Strangely, the peak memory requirement remains the same, it is just required for less time
So, I am feeling a bit more hopeful that all my efforts in learning boost::spirit are going to be worthwhile.
I do think it is a bit strange that the compiler needs to be so carefully guided in this way. I would have thought a modern compiler would have noticed that this rule was just a list of independent OR rules.

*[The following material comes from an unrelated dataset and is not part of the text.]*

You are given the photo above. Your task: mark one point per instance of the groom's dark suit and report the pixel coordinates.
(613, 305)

I have spent the best part of seven days learning boost::spirit and porting a small, but real world, parser from flex. My conclusion is that it works and the code is very elegant. Unfortunately, naive use by simply expanding the tutorial example code for a real application quickly overburdens the compiler - memory and time taken for a compile becomes completely impractical. Apparently there are techniques for managing this problem but they require arcane knowledge which I do not have the time to learn. I guess I will stick to flex which may be ugly and old-fashioned but is relatively simple and lightning fast.